About Hewlett Packard Enterprise
Hewlett Packard Enterprise is an industry leading technology company that enables customers to go further, faster. With the industry's most comprehensive portfolio, spanning the cloud to the data center to workplace applications, our technology and services help customers around the world make IT more efficient, more productive and more secure.

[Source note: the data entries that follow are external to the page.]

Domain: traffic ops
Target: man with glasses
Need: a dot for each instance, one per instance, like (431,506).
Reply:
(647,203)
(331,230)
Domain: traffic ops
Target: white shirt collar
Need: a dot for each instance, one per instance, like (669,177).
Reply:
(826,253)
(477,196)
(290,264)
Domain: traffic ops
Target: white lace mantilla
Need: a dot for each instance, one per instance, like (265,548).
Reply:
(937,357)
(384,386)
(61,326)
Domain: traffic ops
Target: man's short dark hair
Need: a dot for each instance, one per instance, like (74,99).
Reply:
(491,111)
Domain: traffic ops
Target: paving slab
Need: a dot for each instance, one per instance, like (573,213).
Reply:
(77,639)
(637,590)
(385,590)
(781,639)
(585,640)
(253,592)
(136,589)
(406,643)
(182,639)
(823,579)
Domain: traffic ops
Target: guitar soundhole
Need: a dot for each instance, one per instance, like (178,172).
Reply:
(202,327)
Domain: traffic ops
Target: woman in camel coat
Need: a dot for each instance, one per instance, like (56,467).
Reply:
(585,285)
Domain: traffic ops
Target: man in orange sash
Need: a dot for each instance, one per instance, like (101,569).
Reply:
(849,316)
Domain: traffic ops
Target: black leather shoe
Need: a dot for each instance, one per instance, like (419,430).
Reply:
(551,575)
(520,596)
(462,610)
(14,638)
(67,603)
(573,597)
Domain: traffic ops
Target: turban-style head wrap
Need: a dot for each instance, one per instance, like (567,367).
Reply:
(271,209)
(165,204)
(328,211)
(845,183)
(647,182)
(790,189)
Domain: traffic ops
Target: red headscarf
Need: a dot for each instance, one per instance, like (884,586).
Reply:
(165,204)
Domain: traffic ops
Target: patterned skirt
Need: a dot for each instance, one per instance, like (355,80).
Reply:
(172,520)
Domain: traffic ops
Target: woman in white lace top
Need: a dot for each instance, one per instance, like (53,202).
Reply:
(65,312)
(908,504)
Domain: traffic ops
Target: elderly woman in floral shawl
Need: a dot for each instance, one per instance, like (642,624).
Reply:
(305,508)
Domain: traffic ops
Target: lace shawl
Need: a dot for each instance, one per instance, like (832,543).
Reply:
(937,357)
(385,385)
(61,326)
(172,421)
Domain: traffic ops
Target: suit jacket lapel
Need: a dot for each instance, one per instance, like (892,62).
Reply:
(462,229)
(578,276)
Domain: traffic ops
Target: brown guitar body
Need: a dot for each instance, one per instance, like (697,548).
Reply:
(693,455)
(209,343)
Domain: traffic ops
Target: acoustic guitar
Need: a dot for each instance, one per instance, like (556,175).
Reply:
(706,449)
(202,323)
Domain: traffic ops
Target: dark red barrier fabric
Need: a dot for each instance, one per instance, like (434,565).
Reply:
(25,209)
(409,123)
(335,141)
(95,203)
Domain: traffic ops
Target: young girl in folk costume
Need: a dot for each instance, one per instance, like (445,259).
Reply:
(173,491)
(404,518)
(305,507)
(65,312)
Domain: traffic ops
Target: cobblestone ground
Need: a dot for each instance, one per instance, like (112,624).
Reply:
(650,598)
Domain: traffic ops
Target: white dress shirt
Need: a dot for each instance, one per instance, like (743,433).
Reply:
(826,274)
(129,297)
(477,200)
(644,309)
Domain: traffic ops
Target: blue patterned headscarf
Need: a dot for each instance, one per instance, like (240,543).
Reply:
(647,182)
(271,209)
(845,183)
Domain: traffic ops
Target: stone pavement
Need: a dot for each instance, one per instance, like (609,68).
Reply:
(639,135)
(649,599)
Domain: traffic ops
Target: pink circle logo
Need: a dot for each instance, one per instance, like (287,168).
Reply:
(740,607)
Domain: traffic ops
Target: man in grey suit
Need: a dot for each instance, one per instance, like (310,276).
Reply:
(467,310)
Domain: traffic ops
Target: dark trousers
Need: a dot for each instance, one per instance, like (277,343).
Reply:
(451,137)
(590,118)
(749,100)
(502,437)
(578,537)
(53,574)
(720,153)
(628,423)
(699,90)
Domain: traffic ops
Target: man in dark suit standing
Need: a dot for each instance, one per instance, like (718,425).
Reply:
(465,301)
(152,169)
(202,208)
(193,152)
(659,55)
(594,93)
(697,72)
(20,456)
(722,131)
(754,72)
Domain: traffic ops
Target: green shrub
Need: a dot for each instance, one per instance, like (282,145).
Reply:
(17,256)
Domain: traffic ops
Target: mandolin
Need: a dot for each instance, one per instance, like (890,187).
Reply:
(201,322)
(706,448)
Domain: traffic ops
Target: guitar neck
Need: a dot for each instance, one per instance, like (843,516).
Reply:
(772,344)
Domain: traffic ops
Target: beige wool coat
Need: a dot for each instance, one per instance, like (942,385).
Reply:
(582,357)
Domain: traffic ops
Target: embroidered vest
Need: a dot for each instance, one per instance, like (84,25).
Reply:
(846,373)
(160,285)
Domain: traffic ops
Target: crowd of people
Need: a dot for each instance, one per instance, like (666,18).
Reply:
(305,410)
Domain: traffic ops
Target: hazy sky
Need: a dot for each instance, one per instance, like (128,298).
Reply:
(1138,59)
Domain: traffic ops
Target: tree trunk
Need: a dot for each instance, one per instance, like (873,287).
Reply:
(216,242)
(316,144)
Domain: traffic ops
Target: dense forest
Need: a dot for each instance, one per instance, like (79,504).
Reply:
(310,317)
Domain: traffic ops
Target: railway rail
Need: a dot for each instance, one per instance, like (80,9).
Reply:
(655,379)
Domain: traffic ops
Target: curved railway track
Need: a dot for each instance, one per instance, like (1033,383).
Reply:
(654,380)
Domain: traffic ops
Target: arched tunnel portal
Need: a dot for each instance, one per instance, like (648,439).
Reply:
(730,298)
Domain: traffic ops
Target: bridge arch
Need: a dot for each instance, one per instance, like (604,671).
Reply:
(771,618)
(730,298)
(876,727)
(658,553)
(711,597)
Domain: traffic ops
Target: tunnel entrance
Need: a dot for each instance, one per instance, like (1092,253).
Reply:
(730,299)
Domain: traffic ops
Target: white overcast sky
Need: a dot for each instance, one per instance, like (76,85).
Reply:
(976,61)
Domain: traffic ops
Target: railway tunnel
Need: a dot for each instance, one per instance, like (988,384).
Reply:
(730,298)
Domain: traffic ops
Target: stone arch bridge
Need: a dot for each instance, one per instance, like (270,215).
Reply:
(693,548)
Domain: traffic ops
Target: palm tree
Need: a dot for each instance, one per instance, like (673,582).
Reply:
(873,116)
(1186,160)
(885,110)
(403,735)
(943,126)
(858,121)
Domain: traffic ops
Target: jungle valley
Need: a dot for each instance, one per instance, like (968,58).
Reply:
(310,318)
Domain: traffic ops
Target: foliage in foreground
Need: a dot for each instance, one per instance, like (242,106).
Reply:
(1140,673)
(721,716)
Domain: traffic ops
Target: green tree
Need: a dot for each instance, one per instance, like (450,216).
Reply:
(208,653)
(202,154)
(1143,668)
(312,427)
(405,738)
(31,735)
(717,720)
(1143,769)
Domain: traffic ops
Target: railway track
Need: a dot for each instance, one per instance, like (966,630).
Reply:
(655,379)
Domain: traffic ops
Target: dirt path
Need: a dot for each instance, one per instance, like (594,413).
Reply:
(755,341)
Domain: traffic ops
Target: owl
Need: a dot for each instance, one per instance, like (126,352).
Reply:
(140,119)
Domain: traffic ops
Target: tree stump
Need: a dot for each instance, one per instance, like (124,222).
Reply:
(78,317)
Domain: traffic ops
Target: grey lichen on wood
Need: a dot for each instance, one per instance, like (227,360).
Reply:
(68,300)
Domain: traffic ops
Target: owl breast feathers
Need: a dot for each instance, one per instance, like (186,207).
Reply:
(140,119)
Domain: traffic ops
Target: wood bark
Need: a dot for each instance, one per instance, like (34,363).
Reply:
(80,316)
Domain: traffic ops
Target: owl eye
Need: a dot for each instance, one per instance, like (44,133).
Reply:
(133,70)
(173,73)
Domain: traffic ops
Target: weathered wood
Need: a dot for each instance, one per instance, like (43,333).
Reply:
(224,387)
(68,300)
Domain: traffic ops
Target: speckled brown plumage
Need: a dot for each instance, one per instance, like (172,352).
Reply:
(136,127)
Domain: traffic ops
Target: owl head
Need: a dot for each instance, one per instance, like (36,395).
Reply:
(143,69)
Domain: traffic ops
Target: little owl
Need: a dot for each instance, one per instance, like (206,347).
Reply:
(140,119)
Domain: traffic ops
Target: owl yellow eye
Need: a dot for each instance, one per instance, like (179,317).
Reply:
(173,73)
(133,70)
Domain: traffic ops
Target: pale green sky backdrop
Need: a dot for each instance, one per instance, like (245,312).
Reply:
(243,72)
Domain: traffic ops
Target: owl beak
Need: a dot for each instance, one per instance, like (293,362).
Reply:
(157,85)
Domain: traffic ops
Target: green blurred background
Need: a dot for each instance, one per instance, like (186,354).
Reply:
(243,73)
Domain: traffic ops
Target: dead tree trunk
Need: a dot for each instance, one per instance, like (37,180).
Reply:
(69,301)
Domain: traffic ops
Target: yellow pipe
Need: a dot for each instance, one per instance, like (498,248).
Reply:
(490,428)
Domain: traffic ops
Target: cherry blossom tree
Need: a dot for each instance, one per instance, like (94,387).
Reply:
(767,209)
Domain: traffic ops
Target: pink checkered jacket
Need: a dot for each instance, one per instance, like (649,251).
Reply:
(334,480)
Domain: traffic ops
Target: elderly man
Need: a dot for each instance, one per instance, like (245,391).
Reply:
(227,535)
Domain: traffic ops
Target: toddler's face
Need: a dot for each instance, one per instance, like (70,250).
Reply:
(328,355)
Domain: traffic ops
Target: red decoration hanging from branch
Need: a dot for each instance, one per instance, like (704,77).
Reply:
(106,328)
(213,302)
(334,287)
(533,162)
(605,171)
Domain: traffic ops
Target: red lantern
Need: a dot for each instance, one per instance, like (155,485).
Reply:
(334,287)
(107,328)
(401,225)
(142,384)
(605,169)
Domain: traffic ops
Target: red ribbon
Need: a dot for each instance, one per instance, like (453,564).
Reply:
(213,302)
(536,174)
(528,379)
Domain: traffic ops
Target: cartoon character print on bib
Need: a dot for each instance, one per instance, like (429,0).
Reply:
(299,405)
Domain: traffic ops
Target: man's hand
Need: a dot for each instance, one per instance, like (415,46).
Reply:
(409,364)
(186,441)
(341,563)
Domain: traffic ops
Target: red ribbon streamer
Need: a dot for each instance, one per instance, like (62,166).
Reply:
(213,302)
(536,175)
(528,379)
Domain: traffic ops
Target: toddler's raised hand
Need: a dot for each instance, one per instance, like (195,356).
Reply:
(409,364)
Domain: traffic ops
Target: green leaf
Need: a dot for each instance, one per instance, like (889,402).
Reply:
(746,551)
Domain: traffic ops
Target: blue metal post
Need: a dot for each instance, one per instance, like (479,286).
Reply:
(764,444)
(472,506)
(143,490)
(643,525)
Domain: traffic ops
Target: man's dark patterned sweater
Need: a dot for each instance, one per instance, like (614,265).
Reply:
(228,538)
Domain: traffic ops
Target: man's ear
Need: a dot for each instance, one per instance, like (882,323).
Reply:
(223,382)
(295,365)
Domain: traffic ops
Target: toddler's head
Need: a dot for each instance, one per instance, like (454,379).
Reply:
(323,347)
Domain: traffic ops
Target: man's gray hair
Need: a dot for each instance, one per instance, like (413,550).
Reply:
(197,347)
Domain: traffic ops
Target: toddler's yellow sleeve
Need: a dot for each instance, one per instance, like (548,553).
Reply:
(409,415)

This document contains forward-looking statements within the meaning of the safe harbor provisions of the Private Securities Litigation Reform Act of 1995. Such statements involve risks, uncertainties and assumptions. If such risks or uncertainties materialize or such assumptions prove incorrect, the results of Hewlett Packard Enterprise could differ materially from those expressed or implied by such forward-looking statements. All statements other than statements of historical fact are statements that could be deemed forward-looking statements, including any statements of the plans, strategies and objectives of Hewlett Packard Enterprise for future operations; other statements of expectation or belief; and any statements of assumptions underlying any of the foregoing. Risks, uncertainties and assumptions include the possibility that expected benefits may not materialize as expected and other risks that are described in Hewlett Packard Enterprise's filings with the SEC, including but not limited to the risks described in Hewlett Packard Enterprise's Annual Report on Form 10-K and Quarterly Reports on Form 10-Q. Hewlett Packard Enterprise assumes no obligation and does not intend to update any forward-looking statements.